5.5 parts flour (includes the ground hazelnuts)
3.5 parts fat
1 part egg
Check out more great gluten-free cookie recipes from my blogger friends:Amanda | Gluten Free Maui | Simple Shortbread
Amie Valpone | The Healthy Apple | Grapefruit Sugar Cookies
Brooke | B & the boy! | Candy Cane Shortbread
Caleigh | Gluten Free[k] | Mulled Spice Cookies
Caneel | Mama Me Gluten Free | Cardamom Date Cookies
Charissa | zest bakery | Coconut Peanut Butter Chocolate Chip Cookies
Caroline | The G-Spot | Double Chocolate Chip Peppermint Cookies
Claire | Gluten Freedom | Chai Latte Cashew Cookies
Erin | The Sensitive Epicure | Spritz Cookies with Jam
Gretchen | kumquat | Classic Sugar Cookies
Irvin | Eat the Love | Apple Brown Butter Bay Leaf Spice Cookies
Jean | Gluten Free Doctor Recipes | Reindeer Cookies
Jenn | Jenn Cuisine | Basler Brunsli
Jonathan| The Canary Files | Vegan Salted Oatmeal Cherry Cookies
Karen | Cooking Gluten Free! | Mexican Wedding Cakes
Lisa from Gluten Free Canteen | Molasses Rum Raisin Cookies
Mary Fran | frannycakes | Pinwheel Cookies
Meaghan | The Wicked Good Vegan | Vegan Chocolate Chip Cookies
Meredith | Gluten Free Betty | Chocolate Peppermint Cookies
Morri | Meals With Morri| Stevia Sweetened & Grain-Free Thumbprint Cookies with Apricot Preserves
Pete & Kelli | No Gluten, No Problem| Belgian Speculaas Cookies
Rachel | The Crispy Cook | Melomakarona
Shauna Ahern | Gluten-Free Girl and the Chef | Gluten-Free Soft Molasses Cookies
Silvana Nardone | Silvana’s Kitchen | Old-School Italian Jam-Filled Hazelnut Cookies
T.R. | No One Likes Crumbley Cookies | Cinnamon Lemon Cookies
Tara | A Baking Life | Walnut Shortbread
1½ cups (210g) Silvana's Kitchen Gluten-Free All-Purpose Flour
1¼ cups finely ground blanched hazelnuts (114g; about 1 cup whole hazelnuts)
1 teaspoon baking powder
½ teaspoon salt
¾ cup unsalted butter or buttery sticks (205g; 14 tablespoons), at room temperature
¾ cup confectioners’ sugar, sifted
1 large egg (58g), at room temperature
1 teaspoon vanilla extract
½ cup seedless raspberry jam, warmed, for sandwiching
4 ounces semisweet chocolate, melted with 1 tablespoon canola oil, coconut oil or shortening, for dipping
- Preheat the oven to 325º. Add the flour, ground hazelnuts, baking powder and salt to a food processor and pulse until well blended.
- Using an electric mixer, cream together the butter and sugar on medium-high speed until light and fluffy.

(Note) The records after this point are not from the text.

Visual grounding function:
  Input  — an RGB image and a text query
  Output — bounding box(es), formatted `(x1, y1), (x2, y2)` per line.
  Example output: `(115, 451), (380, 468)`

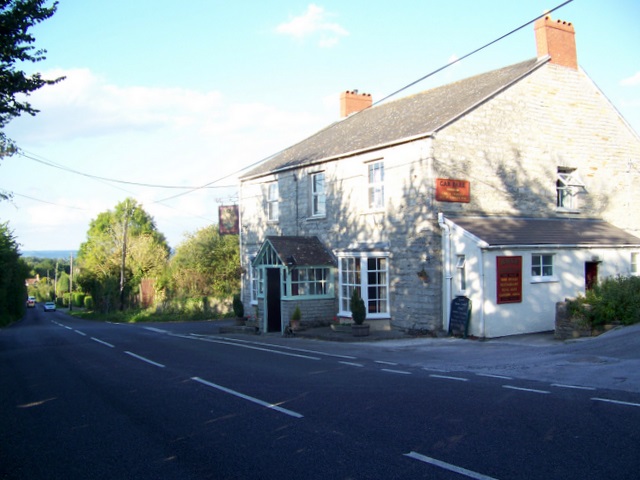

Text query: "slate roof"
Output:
(242, 57), (549, 180)
(266, 236), (336, 267)
(448, 217), (640, 247)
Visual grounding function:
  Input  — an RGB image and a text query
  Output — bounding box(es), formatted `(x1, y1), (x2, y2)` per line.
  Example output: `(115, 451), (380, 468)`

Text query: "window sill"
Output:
(531, 276), (559, 283)
(556, 207), (580, 215)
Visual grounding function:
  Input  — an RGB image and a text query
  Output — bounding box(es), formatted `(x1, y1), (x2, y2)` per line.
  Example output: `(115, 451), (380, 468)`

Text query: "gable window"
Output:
(310, 172), (327, 217)
(531, 253), (556, 282)
(556, 167), (586, 211)
(267, 182), (280, 222)
(339, 253), (389, 318)
(367, 161), (384, 210)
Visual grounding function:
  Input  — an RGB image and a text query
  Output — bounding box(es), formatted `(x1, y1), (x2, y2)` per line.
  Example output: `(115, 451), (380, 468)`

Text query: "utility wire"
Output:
(17, 149), (235, 190)
(156, 0), (573, 202)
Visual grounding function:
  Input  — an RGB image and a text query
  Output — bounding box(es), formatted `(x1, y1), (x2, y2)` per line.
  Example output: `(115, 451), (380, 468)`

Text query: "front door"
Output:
(267, 268), (282, 332)
(584, 262), (598, 290)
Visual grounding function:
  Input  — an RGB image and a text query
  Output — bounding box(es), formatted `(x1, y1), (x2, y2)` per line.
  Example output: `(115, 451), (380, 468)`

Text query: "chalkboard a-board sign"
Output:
(449, 297), (471, 338)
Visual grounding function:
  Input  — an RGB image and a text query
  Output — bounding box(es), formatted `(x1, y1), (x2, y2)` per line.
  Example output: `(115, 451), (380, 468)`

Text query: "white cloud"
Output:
(12, 69), (222, 141)
(620, 72), (640, 87)
(276, 3), (349, 47)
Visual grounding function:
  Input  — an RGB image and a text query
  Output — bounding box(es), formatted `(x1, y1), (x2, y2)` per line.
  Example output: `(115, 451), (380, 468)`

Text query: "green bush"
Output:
(84, 295), (93, 310)
(567, 276), (640, 327)
(233, 293), (244, 318)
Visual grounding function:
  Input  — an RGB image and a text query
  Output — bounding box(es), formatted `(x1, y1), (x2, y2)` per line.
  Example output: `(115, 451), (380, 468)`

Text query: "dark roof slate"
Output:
(449, 217), (640, 247)
(242, 57), (548, 179)
(266, 236), (336, 267)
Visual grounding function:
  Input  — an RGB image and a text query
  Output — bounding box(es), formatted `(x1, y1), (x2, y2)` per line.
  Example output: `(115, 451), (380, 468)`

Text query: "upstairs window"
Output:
(368, 162), (384, 210)
(556, 167), (586, 211)
(310, 172), (327, 217)
(267, 182), (280, 222)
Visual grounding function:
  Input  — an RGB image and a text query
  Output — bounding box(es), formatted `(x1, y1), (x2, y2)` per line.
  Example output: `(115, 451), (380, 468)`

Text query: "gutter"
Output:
(438, 212), (452, 332)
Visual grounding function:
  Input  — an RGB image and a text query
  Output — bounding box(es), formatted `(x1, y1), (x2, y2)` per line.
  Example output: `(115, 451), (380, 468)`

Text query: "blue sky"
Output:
(0, 0), (640, 251)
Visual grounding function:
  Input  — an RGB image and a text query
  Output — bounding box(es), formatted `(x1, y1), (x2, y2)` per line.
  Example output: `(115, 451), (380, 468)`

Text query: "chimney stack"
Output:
(533, 15), (578, 70)
(340, 90), (373, 118)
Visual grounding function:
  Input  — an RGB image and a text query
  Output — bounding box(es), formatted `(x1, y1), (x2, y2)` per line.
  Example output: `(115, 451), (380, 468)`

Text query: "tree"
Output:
(171, 225), (240, 298)
(0, 223), (29, 326)
(0, 0), (64, 149)
(78, 198), (169, 311)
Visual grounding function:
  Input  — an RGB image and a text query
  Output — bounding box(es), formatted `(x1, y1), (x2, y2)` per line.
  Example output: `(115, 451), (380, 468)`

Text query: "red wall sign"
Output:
(496, 257), (522, 303)
(436, 178), (471, 203)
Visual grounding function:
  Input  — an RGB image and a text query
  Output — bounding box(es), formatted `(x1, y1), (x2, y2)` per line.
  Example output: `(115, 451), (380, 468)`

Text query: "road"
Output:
(0, 306), (640, 480)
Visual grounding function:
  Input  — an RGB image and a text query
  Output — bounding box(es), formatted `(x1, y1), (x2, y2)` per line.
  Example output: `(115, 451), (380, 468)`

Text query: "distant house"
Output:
(240, 16), (640, 337)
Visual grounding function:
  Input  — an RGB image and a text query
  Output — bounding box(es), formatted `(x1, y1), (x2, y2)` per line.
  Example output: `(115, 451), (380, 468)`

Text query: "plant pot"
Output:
(331, 323), (351, 333)
(351, 324), (369, 337)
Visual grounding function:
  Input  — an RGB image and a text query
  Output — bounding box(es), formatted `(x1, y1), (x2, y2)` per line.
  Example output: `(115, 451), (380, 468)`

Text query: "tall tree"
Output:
(171, 225), (240, 298)
(0, 0), (64, 201)
(0, 223), (29, 326)
(78, 198), (169, 310)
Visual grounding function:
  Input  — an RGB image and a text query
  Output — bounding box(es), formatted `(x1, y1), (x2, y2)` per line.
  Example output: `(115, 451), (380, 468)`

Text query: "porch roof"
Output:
(447, 217), (640, 247)
(266, 236), (336, 267)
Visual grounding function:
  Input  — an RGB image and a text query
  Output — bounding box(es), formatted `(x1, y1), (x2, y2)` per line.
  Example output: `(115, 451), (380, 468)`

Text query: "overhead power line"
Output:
(17, 149), (235, 190)
(162, 0), (573, 202)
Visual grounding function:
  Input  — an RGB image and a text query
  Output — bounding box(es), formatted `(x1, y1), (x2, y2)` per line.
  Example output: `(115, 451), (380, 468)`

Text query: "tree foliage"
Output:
(170, 225), (240, 298)
(0, 0), (64, 156)
(78, 198), (169, 311)
(0, 223), (29, 325)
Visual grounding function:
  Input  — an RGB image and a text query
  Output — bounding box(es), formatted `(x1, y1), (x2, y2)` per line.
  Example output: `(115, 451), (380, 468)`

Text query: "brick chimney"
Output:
(340, 90), (373, 118)
(533, 15), (578, 70)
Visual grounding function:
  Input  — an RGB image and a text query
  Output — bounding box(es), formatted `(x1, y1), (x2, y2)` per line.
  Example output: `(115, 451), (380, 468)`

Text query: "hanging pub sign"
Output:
(436, 178), (471, 203)
(496, 257), (522, 303)
(218, 205), (240, 235)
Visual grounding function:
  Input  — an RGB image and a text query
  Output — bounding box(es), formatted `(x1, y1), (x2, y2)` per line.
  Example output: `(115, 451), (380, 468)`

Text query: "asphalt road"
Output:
(0, 308), (640, 480)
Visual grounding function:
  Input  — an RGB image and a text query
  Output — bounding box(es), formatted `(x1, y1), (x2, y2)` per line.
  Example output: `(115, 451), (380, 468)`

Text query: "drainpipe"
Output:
(438, 212), (452, 332)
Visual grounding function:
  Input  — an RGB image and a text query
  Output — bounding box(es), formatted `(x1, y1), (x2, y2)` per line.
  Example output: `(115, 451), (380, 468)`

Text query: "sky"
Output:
(0, 0), (640, 251)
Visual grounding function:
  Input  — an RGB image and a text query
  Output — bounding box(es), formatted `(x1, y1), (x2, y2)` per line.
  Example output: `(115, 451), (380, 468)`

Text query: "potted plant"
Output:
(232, 293), (246, 325)
(289, 305), (302, 331)
(349, 288), (369, 337)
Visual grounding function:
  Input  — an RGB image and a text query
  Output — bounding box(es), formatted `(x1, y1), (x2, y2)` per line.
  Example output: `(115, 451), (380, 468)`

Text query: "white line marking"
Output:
(142, 327), (168, 333)
(191, 377), (304, 418)
(502, 385), (551, 393)
(404, 452), (496, 480)
(196, 333), (358, 360)
(124, 352), (164, 368)
(429, 373), (469, 382)
(181, 335), (320, 360)
(338, 362), (364, 367)
(91, 337), (115, 348)
(476, 373), (513, 380)
(551, 383), (595, 390)
(591, 397), (640, 407)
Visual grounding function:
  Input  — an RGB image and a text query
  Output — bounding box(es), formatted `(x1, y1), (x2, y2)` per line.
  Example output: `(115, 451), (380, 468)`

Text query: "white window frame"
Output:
(309, 172), (327, 218)
(556, 167), (586, 212)
(367, 160), (384, 210)
(267, 182), (280, 222)
(338, 252), (390, 320)
(531, 252), (558, 283)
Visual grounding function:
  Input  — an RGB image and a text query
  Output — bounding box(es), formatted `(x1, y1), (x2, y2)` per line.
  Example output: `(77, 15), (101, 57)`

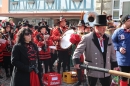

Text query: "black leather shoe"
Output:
(73, 81), (81, 86)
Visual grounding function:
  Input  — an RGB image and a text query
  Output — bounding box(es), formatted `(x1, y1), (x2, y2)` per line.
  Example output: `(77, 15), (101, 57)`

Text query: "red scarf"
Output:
(96, 33), (105, 47)
(30, 71), (40, 86)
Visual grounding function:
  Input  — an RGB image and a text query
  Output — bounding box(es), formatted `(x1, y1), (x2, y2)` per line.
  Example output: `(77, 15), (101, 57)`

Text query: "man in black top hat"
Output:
(73, 15), (117, 86)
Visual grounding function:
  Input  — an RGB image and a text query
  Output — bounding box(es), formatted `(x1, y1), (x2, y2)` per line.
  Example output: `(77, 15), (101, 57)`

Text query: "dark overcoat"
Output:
(10, 43), (43, 86)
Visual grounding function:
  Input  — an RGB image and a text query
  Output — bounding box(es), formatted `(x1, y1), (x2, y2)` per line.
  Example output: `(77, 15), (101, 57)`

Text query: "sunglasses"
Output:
(24, 33), (30, 36)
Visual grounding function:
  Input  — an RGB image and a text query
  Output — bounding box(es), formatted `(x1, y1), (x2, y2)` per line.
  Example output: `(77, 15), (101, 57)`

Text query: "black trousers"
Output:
(3, 56), (13, 76)
(119, 66), (130, 81)
(42, 58), (52, 73)
(88, 76), (111, 86)
(57, 50), (70, 73)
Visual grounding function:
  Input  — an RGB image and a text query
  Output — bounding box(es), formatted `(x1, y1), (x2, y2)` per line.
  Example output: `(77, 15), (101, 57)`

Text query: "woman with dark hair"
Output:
(2, 22), (14, 77)
(34, 26), (53, 73)
(10, 28), (43, 86)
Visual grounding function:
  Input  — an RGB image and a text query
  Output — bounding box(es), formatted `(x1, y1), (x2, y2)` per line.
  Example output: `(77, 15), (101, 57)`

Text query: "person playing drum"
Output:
(51, 17), (70, 73)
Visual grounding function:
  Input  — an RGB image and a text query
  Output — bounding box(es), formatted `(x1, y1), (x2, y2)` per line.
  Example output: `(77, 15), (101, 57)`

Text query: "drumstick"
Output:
(80, 65), (130, 78)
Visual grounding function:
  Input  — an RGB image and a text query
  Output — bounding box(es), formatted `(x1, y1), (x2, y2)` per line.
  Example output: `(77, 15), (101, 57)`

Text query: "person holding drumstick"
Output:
(73, 15), (117, 86)
(51, 17), (70, 73)
(112, 15), (130, 86)
(34, 26), (54, 73)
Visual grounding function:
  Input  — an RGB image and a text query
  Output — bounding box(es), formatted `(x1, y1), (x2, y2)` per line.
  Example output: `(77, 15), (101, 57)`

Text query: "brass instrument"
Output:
(83, 12), (97, 27)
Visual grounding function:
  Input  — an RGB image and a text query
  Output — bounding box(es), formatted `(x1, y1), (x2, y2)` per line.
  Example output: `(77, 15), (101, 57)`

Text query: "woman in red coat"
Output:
(34, 26), (53, 73)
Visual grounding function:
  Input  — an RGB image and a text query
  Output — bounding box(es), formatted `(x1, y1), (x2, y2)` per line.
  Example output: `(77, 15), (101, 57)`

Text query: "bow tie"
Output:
(96, 33), (103, 40)
(124, 29), (130, 33)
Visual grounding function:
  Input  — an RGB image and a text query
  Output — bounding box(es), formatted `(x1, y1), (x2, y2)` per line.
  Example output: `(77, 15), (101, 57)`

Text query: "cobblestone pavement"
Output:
(0, 68), (101, 86)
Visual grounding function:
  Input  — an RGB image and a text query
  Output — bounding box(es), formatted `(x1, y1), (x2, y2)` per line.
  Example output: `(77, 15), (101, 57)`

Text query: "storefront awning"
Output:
(0, 12), (81, 19)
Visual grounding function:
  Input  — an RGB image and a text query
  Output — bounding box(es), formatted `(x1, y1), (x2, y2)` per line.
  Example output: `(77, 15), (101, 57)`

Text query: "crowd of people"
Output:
(0, 12), (130, 86)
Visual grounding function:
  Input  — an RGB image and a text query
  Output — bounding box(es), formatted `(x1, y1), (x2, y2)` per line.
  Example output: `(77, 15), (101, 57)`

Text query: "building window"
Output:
(0, 0), (2, 7)
(122, 1), (130, 15)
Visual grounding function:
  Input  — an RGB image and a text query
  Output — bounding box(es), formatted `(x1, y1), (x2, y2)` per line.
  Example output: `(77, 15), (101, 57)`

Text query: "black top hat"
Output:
(95, 15), (107, 26)
(77, 20), (85, 27)
(121, 14), (130, 24)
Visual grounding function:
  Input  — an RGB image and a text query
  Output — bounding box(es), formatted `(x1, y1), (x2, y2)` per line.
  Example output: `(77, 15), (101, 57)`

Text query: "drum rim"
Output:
(60, 29), (73, 49)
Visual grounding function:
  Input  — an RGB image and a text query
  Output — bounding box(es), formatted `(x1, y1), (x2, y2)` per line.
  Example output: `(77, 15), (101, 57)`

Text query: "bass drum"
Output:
(60, 29), (74, 49)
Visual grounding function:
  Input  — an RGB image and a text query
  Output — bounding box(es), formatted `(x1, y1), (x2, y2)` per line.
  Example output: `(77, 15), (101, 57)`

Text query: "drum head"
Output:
(60, 29), (74, 49)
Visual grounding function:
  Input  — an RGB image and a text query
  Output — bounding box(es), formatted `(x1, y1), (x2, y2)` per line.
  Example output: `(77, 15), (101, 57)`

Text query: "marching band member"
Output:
(0, 32), (6, 78)
(73, 15), (117, 86)
(112, 15), (130, 86)
(84, 23), (91, 34)
(34, 26), (53, 73)
(51, 17), (70, 73)
(10, 28), (43, 86)
(70, 20), (85, 86)
(2, 22), (14, 77)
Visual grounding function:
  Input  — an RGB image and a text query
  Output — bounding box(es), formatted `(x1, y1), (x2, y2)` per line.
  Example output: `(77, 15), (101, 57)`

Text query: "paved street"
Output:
(0, 68), (100, 86)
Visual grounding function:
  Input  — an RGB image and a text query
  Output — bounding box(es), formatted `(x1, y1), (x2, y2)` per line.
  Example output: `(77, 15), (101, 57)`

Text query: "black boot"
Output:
(73, 81), (81, 86)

Reduce the speed to low and beat in the egg and vanilla. Using a wooden spoon, beat in the flour mixture until just combined.
- Fit a cookie press with the desired disc and fill the press with dough. Press directly onto a parchment-lined baking sheet and bake until just golden around the edges, about 12 minutes. Let cool completely.
- Sandwich 1 teaspoon warmed jam between 2 cookies. Let set.
- Dip the cookie tips into the melted chocolate mixture and set on a parchment-lined baking sheet until set.